Modern communication technology has become a common global fixture, and is particularly prevalent in developed regions such as the United States and Canada. Mankind has always relied on some form of communication technology, though the early forms of it, such as horse and rider delivered letters and homing pigeons, are very rustic compared to modern times. Currently, communication technology comes in many forms, and almost all of them are digital in nature. The two most common forms of communication technology are computers and phones.
Computers have evolved over the years into many different shapes, sizes and functions. When they were first emerging in the 1960’s, they were so big that they could fill an entire room. When they were originally for sale, they were large, clunky desktop items that came with many hardware components. In the present time, they have become compact and mobile, available as laptops and tablets, although desktop computers are still available to those whose purposes they suit. The average adult owns a personal computer that they use for digital storage and for all their communication and information needs, such as research, banking, shopping, e-mails, social media and group chats.

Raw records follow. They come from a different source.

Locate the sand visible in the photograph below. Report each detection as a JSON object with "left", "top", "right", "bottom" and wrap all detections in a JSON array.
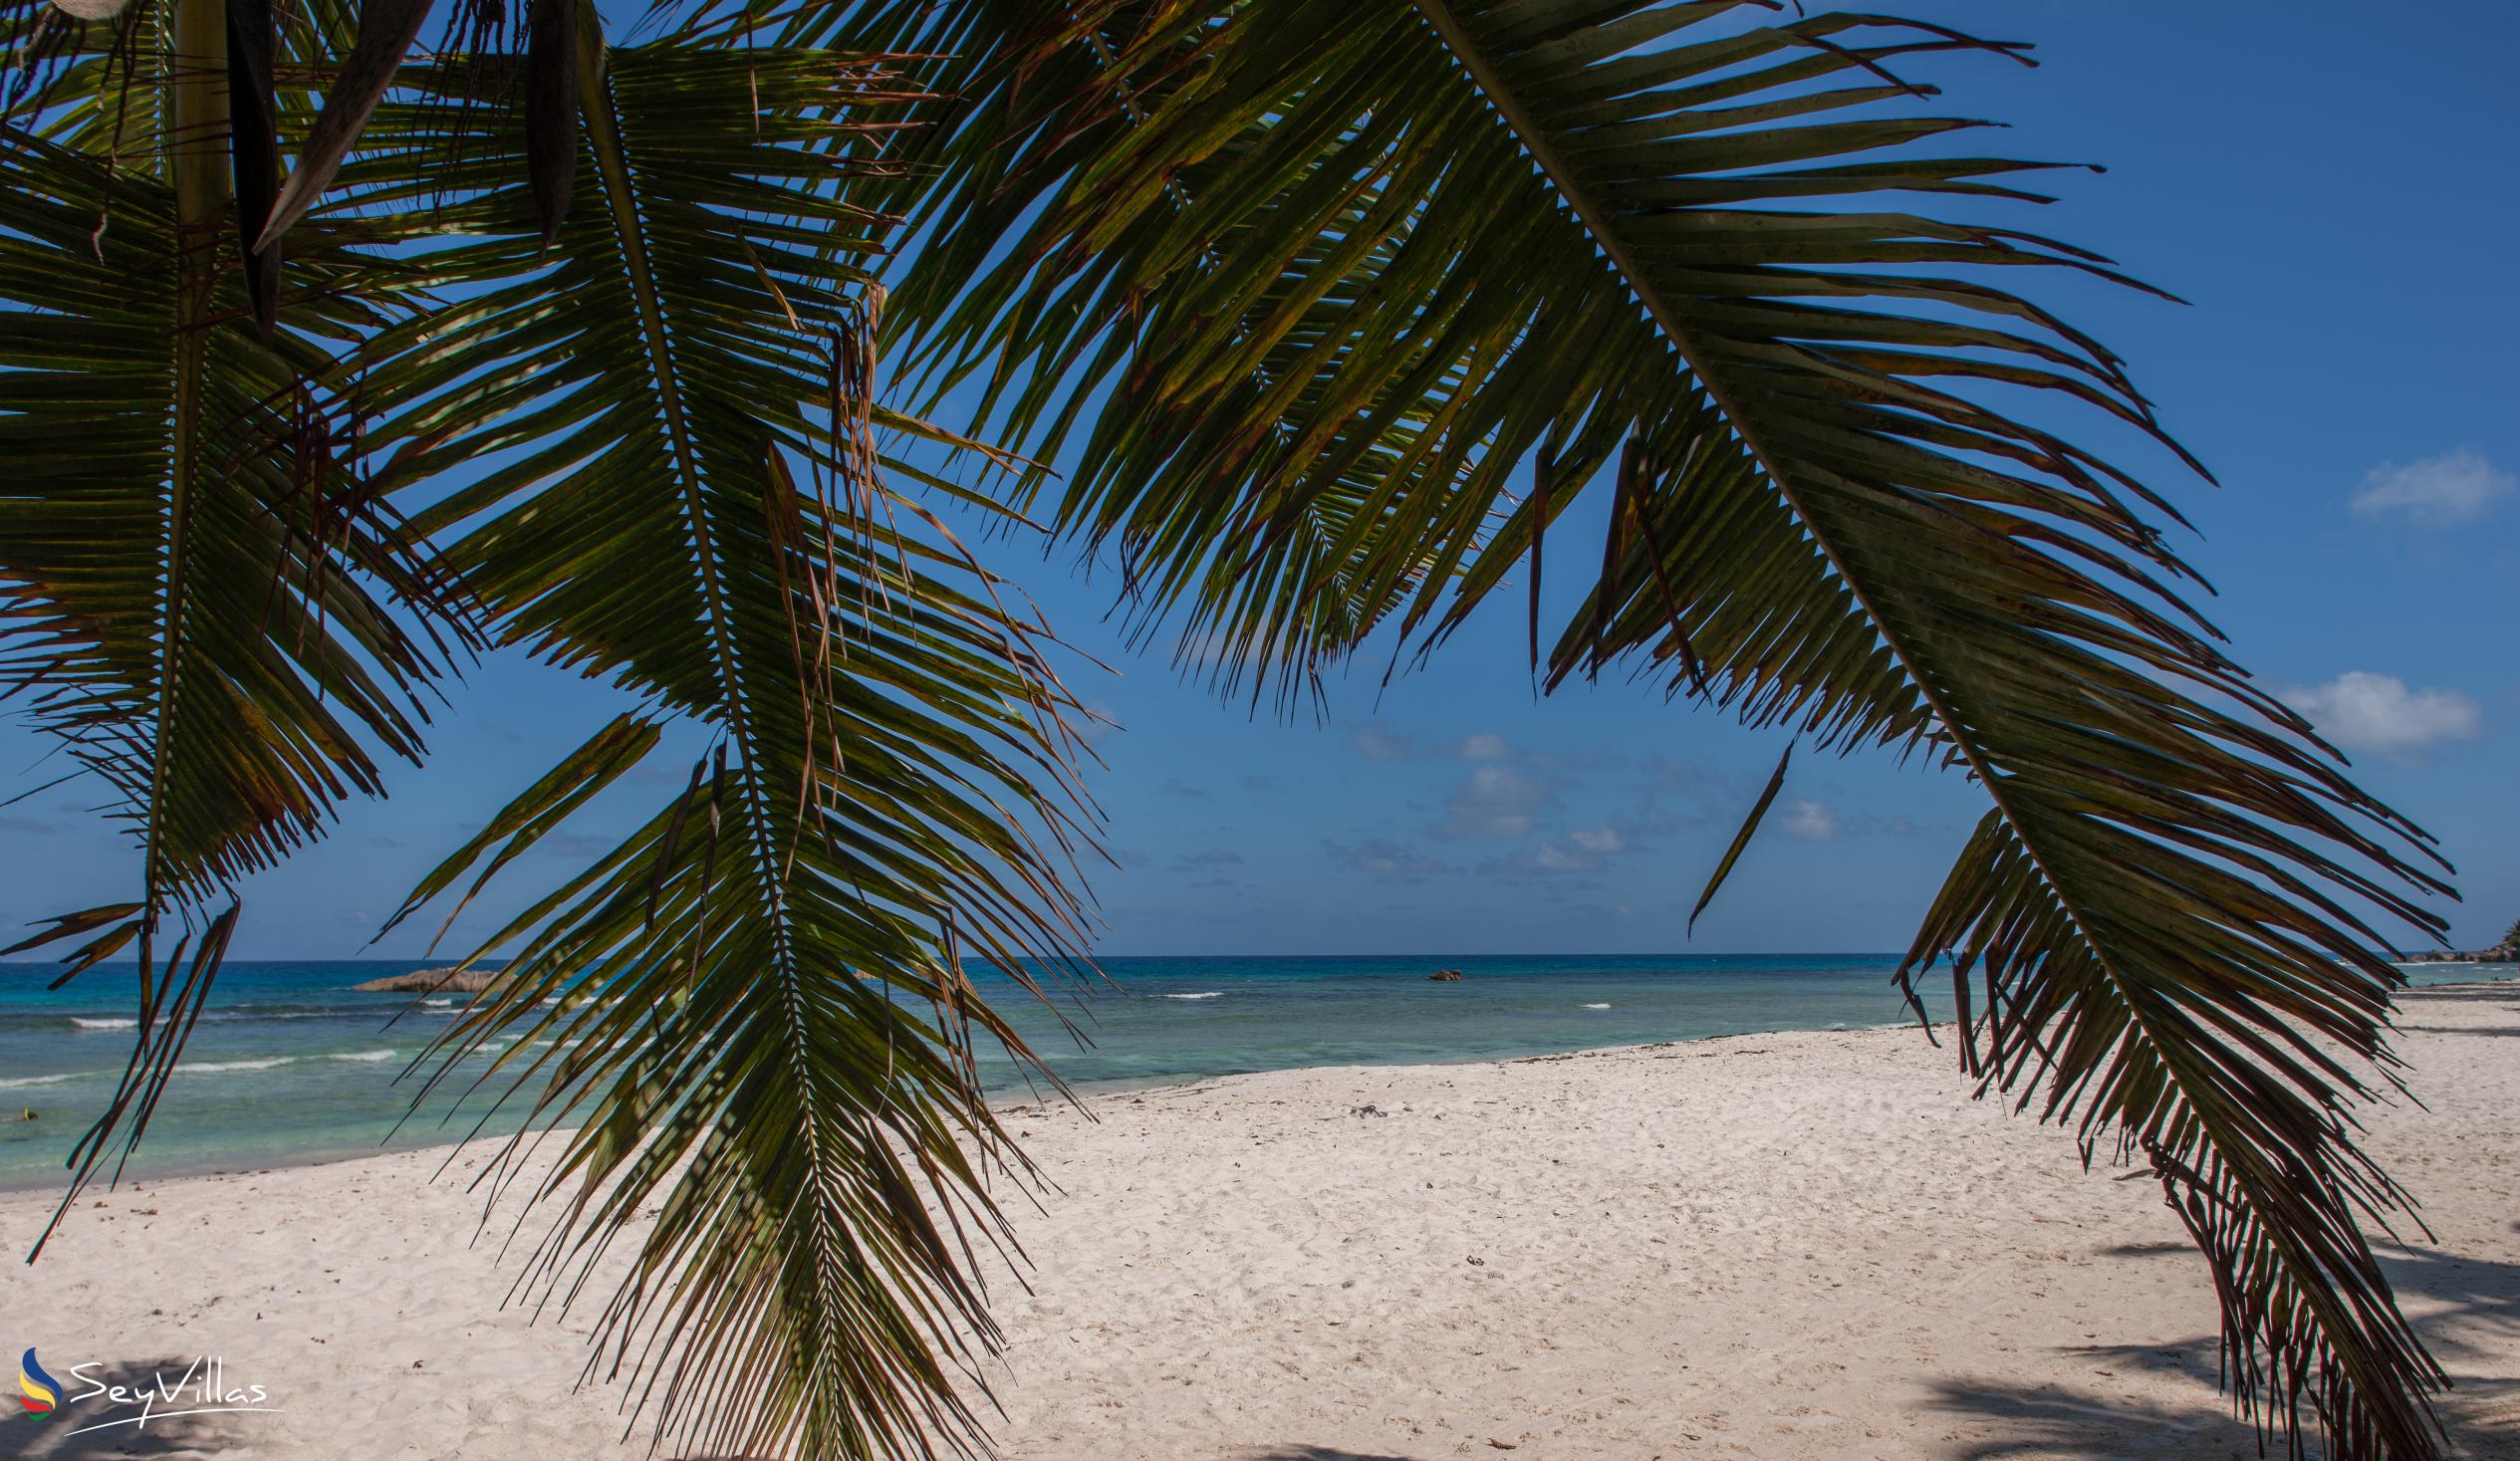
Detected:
[{"left": 4, "top": 983, "right": 2515, "bottom": 1460}]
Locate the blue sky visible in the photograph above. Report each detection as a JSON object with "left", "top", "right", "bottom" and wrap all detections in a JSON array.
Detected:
[{"left": 4, "top": 2, "right": 2514, "bottom": 959}]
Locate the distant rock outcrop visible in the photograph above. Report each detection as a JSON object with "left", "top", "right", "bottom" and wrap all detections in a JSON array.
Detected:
[
  {"left": 1428, "top": 967, "right": 1465, "bottom": 982},
  {"left": 351, "top": 967, "right": 510, "bottom": 994},
  {"left": 2402, "top": 945, "right": 2519, "bottom": 965}
]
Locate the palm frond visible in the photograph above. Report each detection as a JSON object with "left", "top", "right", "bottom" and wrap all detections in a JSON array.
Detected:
[
  {"left": 337, "top": 21, "right": 1101, "bottom": 1458},
  {"left": 0, "top": 0, "right": 459, "bottom": 1232},
  {"left": 862, "top": 2, "right": 2457, "bottom": 1455}
]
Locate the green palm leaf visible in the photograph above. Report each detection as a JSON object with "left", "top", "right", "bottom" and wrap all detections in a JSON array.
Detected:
[
  {"left": 335, "top": 17, "right": 1101, "bottom": 1457},
  {"left": 856, "top": 3, "right": 2458, "bottom": 1455},
  {"left": 0, "top": 0, "right": 456, "bottom": 1235}
]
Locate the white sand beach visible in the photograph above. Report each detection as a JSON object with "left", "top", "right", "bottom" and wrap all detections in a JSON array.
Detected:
[{"left": 4, "top": 982, "right": 2514, "bottom": 1460}]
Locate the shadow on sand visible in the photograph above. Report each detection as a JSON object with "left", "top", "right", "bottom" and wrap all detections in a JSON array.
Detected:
[
  {"left": 1925, "top": 1378, "right": 2268, "bottom": 1460},
  {"left": 1929, "top": 1239, "right": 2520, "bottom": 1457},
  {"left": 2394, "top": 983, "right": 2520, "bottom": 1039}
]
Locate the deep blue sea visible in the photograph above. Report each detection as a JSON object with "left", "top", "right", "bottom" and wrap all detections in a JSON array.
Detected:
[{"left": 3, "top": 954, "right": 2509, "bottom": 1190}]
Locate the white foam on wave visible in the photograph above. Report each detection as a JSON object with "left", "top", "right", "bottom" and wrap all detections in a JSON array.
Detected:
[
  {"left": 1580, "top": 1003, "right": 1612, "bottom": 1010},
  {"left": 423, "top": 998, "right": 456, "bottom": 1009},
  {"left": 181, "top": 1057, "right": 295, "bottom": 1074},
  {"left": 0, "top": 1072, "right": 93, "bottom": 1090},
  {"left": 71, "top": 1017, "right": 138, "bottom": 1031},
  {"left": 1156, "top": 991, "right": 1223, "bottom": 1001},
  {"left": 329, "top": 1050, "right": 397, "bottom": 1064}
]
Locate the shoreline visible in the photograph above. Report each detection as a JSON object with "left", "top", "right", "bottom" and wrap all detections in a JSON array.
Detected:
[
  {"left": 0, "top": 1023, "right": 1924, "bottom": 1198},
  {"left": 7, "top": 972, "right": 2513, "bottom": 1199},
  {"left": 3, "top": 983, "right": 2514, "bottom": 1458}
]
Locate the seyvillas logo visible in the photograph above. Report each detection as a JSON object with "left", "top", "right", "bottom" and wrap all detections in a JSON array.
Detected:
[
  {"left": 18, "top": 1348, "right": 61, "bottom": 1415},
  {"left": 13, "top": 1352, "right": 281, "bottom": 1437}
]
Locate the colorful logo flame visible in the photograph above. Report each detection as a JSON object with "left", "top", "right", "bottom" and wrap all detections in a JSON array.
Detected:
[{"left": 18, "top": 1348, "right": 61, "bottom": 1416}]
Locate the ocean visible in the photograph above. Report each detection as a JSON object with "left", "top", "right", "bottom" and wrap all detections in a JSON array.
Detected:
[{"left": 3, "top": 954, "right": 2509, "bottom": 1191}]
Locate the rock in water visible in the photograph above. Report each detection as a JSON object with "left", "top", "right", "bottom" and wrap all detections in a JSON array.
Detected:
[
  {"left": 351, "top": 967, "right": 510, "bottom": 994},
  {"left": 1427, "top": 968, "right": 1465, "bottom": 982}
]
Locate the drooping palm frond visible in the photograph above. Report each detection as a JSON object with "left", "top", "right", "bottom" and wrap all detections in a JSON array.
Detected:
[
  {"left": 330, "top": 19, "right": 1101, "bottom": 1458},
  {"left": 9, "top": 9, "right": 1107, "bottom": 1454},
  {"left": 739, "top": 0, "right": 1500, "bottom": 715},
  {"left": 836, "top": 2, "right": 2457, "bottom": 1455},
  {"left": 3, "top": 1, "right": 2471, "bottom": 1457},
  {"left": 0, "top": 0, "right": 460, "bottom": 1236}
]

Phones, and particularly smart phones, are essentially small computers for all the processing that they do. The difference between a phone and a computer is of course how they relay a signal and how their communication functions work. Phones are more effective communication devices because they transmit a signal more widely than a computer does. They are created primarily as communication devices, complete with a size and shape that is compact and handheld for the ease of communication, where as a computer offers communication features as one of many primary functions. Modern smart phones also have many computer features, including full access to the internet, GPS capabilities and a number of programs that originated with computers.